Language Model Zoo 🦍

NandoBr · November 5, 2018, 11:21am

Done.

piotr.czapla · November 6, 2018, 9:47am

I’m sure many of you heard that multilingual BERT is out, which is a competing solution to ULMFiT (https://twitter.com/seb_ruder/status/1059439373396123649). Let see how this two compare. I guess BERT being new and large will be better. But given how big and slow it is ULMFiT may still be a better first choice for practical tasks, but we need to compare the two to be able to make an informative decision. I think we can do the work in the Language dependant threads and report back the findings here for anyone that is interested but can’t help.

tomsthom · November 6, 2018, 10:08am

Yes great idea. I will try the BERT model in french and compare with my ULMFiT results both in performance and time to train / do inference.
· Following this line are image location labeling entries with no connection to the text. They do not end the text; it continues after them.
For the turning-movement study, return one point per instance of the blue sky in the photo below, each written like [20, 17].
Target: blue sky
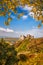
[23, 26]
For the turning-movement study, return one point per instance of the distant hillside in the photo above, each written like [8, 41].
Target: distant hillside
[33, 45]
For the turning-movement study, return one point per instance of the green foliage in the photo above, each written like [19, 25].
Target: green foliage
[8, 54]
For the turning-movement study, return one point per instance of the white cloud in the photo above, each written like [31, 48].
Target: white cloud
[6, 30]
[29, 8]
[25, 16]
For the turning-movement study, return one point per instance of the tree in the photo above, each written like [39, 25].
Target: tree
[8, 54]
[7, 5]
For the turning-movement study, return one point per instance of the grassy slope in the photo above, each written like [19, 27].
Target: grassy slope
[33, 49]
[31, 45]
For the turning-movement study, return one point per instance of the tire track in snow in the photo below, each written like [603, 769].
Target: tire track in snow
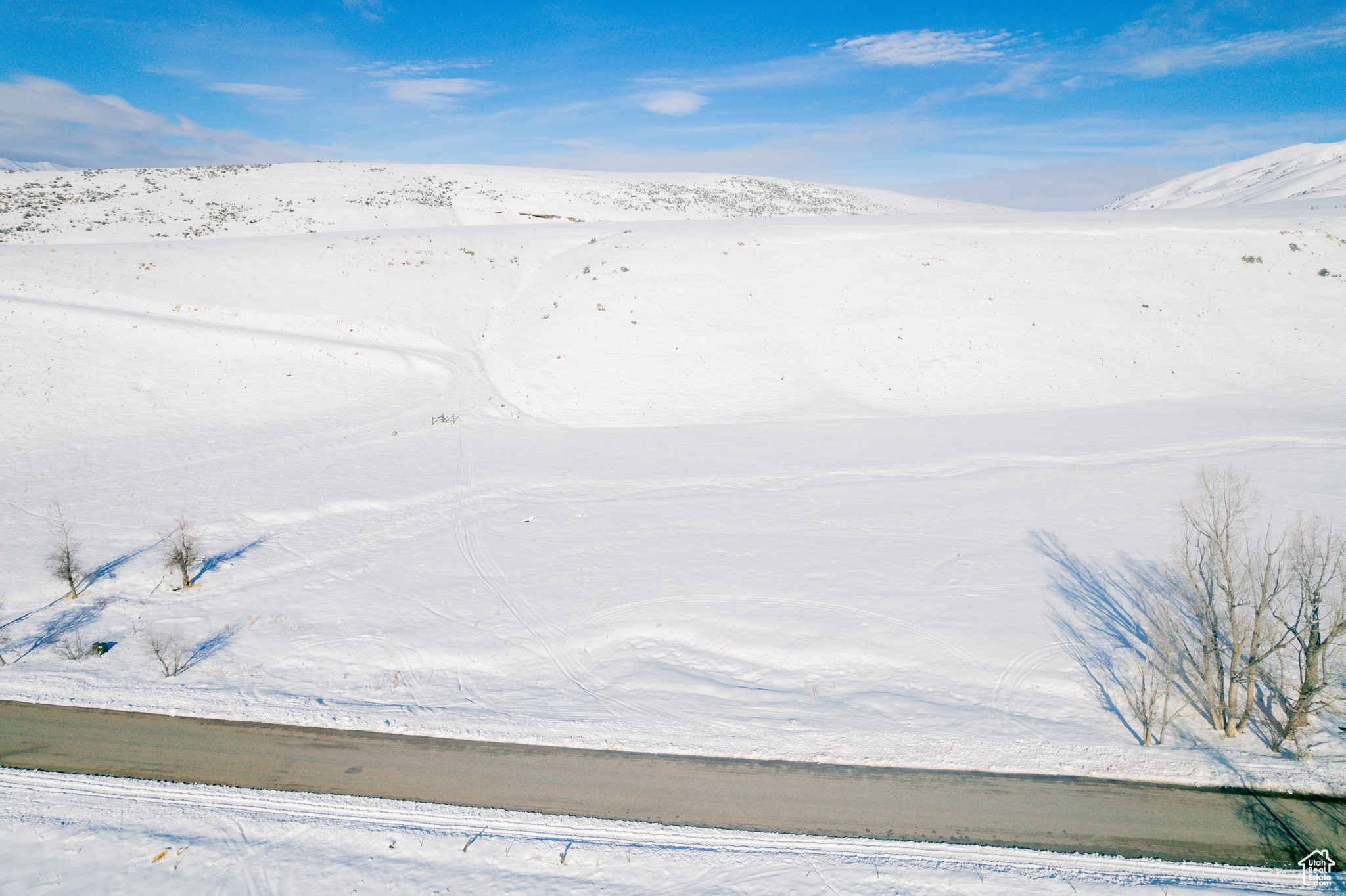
[469, 532]
[126, 799]
[967, 658]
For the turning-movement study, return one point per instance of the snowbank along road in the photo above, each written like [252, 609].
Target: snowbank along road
[1125, 818]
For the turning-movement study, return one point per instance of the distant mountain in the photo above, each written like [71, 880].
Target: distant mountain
[1302, 173]
[7, 164]
[309, 197]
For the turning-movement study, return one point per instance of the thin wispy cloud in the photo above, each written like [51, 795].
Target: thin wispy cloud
[264, 91]
[413, 69]
[675, 102]
[1239, 50]
[925, 47]
[435, 93]
[369, 10]
[46, 119]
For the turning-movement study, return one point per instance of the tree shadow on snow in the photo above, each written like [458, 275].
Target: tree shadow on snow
[1100, 619]
[109, 568]
[66, 622]
[212, 645]
[214, 562]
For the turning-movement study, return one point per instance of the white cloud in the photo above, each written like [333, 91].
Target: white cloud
[431, 92]
[412, 69]
[263, 91]
[365, 9]
[45, 119]
[1259, 45]
[675, 102]
[925, 47]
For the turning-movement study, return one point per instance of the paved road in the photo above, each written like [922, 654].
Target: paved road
[1035, 811]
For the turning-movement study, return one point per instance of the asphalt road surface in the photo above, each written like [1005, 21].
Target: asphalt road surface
[1034, 811]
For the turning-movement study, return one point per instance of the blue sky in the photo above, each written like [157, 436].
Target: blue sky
[1052, 102]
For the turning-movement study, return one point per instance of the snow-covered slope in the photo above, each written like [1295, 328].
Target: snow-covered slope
[239, 201]
[1301, 173]
[695, 482]
[9, 164]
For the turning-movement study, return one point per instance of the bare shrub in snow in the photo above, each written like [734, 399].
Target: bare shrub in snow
[1305, 676]
[167, 648]
[183, 549]
[175, 653]
[1224, 583]
[64, 558]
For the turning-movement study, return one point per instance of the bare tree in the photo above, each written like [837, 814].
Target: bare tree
[1314, 618]
[183, 549]
[1225, 583]
[169, 648]
[64, 560]
[1155, 663]
[177, 654]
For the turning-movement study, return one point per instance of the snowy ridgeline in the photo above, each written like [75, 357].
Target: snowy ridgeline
[237, 201]
[1305, 174]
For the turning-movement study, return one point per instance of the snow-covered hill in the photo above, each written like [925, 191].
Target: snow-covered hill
[10, 164]
[1302, 173]
[240, 201]
[645, 482]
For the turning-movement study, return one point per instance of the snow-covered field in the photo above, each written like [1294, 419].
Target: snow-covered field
[797, 487]
[109, 836]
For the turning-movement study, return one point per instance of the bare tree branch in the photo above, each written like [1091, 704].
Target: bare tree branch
[183, 549]
[64, 560]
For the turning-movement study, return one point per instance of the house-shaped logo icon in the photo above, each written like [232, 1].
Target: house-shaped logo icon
[1316, 868]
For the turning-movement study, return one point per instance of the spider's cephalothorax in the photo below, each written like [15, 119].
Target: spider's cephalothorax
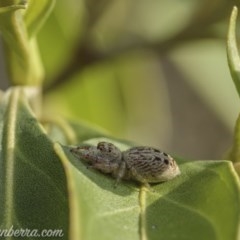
[143, 164]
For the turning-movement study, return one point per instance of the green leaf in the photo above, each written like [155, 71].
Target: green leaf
[36, 14]
[232, 50]
[22, 58]
[38, 177]
[32, 181]
[191, 206]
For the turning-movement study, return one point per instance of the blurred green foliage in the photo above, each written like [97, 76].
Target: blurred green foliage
[113, 63]
[105, 62]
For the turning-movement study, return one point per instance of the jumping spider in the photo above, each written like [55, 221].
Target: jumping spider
[142, 164]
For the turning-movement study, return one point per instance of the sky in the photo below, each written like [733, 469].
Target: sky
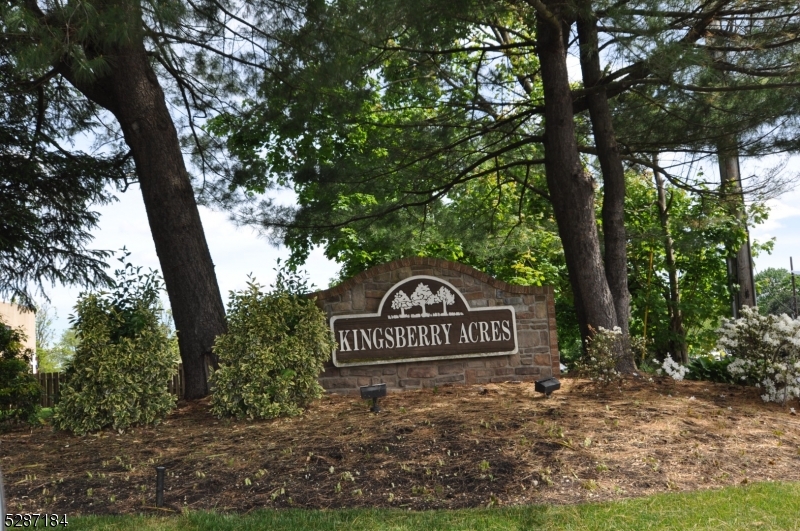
[238, 251]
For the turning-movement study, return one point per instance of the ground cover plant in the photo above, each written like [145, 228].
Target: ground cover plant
[275, 347]
[446, 448]
[19, 390]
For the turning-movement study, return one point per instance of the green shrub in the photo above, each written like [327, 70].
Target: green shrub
[20, 393]
[274, 349]
[599, 362]
[118, 377]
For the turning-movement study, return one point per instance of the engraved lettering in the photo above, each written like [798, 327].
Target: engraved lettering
[344, 345]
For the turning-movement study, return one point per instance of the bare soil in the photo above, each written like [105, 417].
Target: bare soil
[460, 446]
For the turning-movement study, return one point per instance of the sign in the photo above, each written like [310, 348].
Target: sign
[423, 318]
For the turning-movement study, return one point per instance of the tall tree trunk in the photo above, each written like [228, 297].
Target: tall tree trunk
[740, 261]
[677, 341]
[614, 238]
[571, 188]
[132, 93]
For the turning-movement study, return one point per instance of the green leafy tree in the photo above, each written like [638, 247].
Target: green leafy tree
[702, 231]
[58, 356]
[118, 377]
[381, 108]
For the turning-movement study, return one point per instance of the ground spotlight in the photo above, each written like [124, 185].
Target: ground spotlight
[374, 392]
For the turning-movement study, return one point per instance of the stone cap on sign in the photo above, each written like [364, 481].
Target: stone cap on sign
[431, 262]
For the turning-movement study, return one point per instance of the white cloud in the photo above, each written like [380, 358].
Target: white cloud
[236, 251]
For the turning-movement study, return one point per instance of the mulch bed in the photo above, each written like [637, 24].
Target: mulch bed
[460, 446]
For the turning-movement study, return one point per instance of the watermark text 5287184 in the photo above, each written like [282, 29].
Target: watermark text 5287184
[35, 520]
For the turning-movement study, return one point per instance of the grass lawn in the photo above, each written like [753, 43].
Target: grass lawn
[757, 506]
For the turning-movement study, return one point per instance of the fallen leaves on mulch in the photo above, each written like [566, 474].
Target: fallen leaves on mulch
[460, 446]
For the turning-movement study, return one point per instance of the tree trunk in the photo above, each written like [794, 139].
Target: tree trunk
[571, 188]
[614, 238]
[677, 341]
[132, 93]
[740, 261]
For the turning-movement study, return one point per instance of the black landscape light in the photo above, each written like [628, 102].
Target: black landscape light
[374, 392]
[547, 386]
[2, 499]
[160, 486]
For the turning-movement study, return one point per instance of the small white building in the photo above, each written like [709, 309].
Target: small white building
[16, 317]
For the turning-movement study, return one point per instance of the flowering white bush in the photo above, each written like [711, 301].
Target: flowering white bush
[599, 362]
[673, 369]
[766, 349]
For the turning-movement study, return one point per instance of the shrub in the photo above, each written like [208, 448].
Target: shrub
[710, 369]
[118, 377]
[274, 349]
[765, 351]
[599, 362]
[20, 392]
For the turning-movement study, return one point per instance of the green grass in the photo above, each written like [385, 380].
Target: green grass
[755, 507]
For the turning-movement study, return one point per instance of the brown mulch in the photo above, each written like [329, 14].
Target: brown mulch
[460, 446]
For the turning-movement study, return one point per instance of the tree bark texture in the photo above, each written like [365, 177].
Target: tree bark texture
[132, 93]
[571, 188]
[613, 214]
[677, 340]
[740, 261]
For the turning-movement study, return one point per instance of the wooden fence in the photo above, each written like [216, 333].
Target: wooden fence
[51, 386]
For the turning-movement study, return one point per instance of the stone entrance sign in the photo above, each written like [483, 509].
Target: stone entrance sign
[423, 318]
[424, 322]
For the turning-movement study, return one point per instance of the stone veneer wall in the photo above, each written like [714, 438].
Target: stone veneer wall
[536, 328]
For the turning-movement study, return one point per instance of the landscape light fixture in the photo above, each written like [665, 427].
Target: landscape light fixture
[547, 386]
[2, 498]
[160, 486]
[374, 392]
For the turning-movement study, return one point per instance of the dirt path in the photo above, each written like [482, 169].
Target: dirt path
[457, 447]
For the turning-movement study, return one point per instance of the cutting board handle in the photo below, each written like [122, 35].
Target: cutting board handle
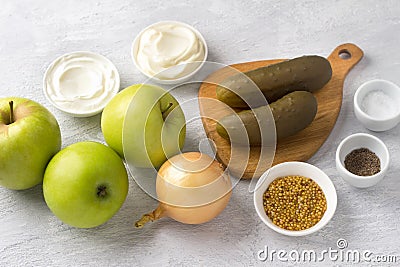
[344, 58]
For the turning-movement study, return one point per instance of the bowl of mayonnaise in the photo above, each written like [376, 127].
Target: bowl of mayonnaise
[81, 83]
[169, 52]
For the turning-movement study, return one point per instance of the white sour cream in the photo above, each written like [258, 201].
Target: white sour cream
[164, 45]
[81, 83]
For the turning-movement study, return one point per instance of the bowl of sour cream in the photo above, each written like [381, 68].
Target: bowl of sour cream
[169, 52]
[81, 83]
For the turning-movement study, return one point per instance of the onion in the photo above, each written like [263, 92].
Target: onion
[192, 188]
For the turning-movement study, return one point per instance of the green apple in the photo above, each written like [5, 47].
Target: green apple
[85, 184]
[29, 138]
[145, 124]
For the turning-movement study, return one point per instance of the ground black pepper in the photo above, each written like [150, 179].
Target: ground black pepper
[362, 162]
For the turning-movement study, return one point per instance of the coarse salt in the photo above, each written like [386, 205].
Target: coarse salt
[379, 105]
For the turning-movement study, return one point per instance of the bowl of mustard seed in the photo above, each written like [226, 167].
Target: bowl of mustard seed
[295, 198]
[362, 160]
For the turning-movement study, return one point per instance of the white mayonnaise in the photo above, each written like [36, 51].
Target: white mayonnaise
[167, 44]
[81, 83]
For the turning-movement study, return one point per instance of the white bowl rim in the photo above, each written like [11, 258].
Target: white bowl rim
[325, 218]
[358, 177]
[357, 98]
[88, 113]
[180, 79]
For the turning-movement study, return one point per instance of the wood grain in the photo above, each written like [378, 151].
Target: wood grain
[246, 163]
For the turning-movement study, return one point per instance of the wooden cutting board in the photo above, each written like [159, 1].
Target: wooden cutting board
[299, 147]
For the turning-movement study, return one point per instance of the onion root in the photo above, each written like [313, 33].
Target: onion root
[151, 216]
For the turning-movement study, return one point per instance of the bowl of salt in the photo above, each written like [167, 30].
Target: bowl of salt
[376, 105]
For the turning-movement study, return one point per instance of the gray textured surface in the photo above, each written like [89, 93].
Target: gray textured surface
[33, 33]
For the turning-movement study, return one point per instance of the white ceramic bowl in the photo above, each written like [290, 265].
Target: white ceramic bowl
[91, 108]
[302, 169]
[134, 50]
[375, 123]
[356, 141]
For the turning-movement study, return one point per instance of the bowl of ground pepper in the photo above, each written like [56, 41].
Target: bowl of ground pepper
[295, 198]
[362, 160]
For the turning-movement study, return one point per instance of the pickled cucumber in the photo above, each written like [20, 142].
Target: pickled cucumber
[292, 113]
[307, 73]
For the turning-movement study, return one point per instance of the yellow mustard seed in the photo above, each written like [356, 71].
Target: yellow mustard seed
[294, 202]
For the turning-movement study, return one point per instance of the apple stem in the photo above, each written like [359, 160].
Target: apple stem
[11, 103]
[102, 191]
[151, 216]
[169, 106]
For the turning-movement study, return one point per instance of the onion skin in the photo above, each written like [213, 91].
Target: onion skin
[190, 191]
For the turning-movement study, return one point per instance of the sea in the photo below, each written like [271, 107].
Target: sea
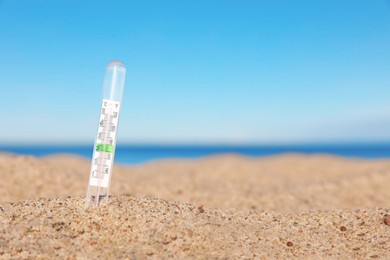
[136, 154]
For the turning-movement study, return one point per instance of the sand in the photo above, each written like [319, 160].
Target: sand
[289, 206]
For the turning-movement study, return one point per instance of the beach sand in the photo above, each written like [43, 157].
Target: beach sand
[288, 206]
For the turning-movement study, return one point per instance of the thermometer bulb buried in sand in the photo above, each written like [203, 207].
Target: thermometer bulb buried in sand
[104, 148]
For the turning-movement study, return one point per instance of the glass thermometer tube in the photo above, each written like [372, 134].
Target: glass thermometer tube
[104, 148]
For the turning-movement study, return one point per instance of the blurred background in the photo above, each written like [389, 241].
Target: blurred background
[203, 77]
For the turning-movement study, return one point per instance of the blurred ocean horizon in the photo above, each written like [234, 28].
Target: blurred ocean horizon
[135, 154]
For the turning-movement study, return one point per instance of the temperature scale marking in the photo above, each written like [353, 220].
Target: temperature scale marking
[105, 144]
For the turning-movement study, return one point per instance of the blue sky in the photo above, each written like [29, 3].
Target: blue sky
[234, 72]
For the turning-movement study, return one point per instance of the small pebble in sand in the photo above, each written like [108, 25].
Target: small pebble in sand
[201, 209]
[386, 220]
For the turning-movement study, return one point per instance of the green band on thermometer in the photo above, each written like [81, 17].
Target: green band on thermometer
[108, 148]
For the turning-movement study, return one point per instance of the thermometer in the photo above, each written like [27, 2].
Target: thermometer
[104, 148]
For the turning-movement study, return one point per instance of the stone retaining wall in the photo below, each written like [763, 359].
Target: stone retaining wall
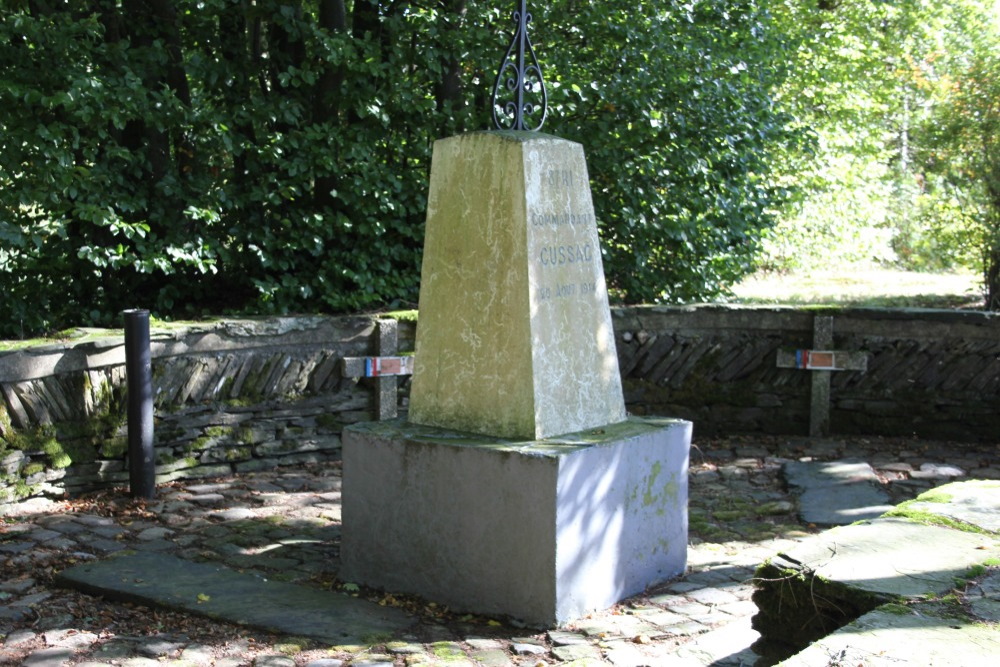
[246, 395]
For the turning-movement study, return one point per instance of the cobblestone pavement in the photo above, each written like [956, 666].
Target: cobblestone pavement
[285, 524]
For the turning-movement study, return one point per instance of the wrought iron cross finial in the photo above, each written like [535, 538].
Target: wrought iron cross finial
[519, 77]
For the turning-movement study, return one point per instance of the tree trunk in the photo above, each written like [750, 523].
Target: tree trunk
[326, 97]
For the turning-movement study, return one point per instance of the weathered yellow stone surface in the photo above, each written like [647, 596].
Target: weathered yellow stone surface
[515, 336]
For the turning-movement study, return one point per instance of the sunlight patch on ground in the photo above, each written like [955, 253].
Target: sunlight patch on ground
[861, 286]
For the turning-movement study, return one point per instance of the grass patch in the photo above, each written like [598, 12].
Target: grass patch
[863, 287]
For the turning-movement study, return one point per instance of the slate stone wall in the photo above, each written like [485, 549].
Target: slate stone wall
[252, 394]
[237, 396]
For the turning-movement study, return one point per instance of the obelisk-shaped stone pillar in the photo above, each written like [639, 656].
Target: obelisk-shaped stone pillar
[515, 337]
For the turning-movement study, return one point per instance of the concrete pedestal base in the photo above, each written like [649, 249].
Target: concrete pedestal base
[543, 531]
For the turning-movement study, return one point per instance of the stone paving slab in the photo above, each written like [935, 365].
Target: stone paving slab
[976, 502]
[836, 493]
[892, 557]
[246, 599]
[889, 638]
[818, 586]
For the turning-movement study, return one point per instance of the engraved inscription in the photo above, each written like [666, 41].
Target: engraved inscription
[570, 249]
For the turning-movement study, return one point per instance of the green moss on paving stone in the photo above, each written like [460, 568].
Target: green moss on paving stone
[896, 608]
[907, 511]
[401, 315]
[935, 496]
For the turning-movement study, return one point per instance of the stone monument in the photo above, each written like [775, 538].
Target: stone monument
[518, 486]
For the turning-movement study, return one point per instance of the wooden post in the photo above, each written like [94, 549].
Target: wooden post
[822, 361]
[819, 401]
[383, 368]
[386, 401]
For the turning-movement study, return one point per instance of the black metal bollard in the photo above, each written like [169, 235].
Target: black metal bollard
[139, 372]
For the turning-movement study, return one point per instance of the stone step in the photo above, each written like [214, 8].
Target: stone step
[913, 556]
[245, 599]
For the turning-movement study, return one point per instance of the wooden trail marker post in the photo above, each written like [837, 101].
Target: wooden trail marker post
[385, 368]
[822, 361]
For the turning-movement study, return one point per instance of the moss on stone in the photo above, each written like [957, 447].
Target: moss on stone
[935, 496]
[908, 511]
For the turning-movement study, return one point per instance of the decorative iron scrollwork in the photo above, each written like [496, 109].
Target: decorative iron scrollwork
[519, 83]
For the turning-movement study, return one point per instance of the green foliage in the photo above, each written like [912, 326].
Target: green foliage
[899, 116]
[673, 104]
[194, 156]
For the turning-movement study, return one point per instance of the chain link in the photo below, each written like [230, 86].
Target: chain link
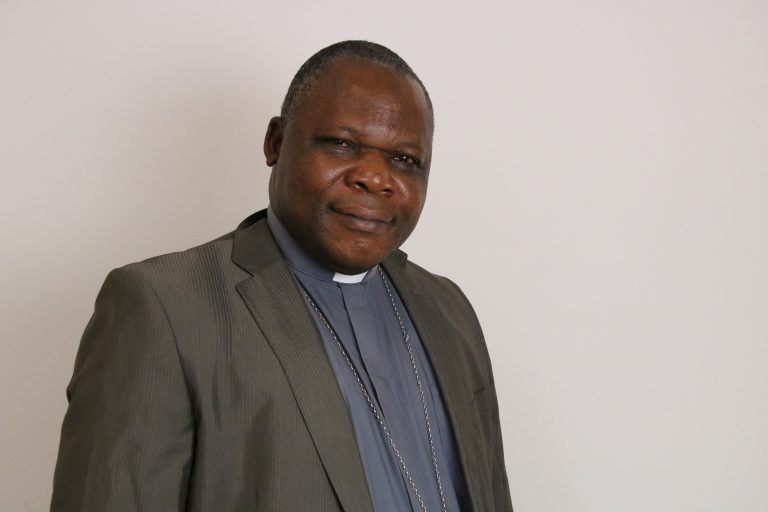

piotr.czapla · November 6, 2018, 10:20am

Awesome! I’ve added your thread (ULMFiT - French) to the wiki above for anyone that would like to join.
BTW. According to BERT readme, google collab has free TPU access so we can use that to fine tune the classifier.

piotr.czapla · November 6, 2018, 10:24am

Thank you for adding the thread to the wiki above :). For anyone that wants to join the work on Portuguese and play with the BERT as well feel free to join us here: ULMFit - Portuguese

piotr.czapla · November 6, 2018, 12:38pm

Can you make the Language thread then so that ppl can join in and participate? Please share what you found regarding the datasets and if you managed to train the model.

ertan · November 9, 2018, 11:58pm

Here is the thread for Turkish: ULMFiT - Turkish

ertan · November 10, 2018, 12:14am

Has there been any implementation/experimentation with Transformer architectures in fastai?

harikrishnanrajeev · November 17, 2018, 8:00am

Hi @jamsheer , is there a thread for ULMFit - Malayalam ?.

piotr.czapla · November 19, 2018, 5:10am

I don’t know about any experiments yet. but i know there are few ppl interested to give it a try.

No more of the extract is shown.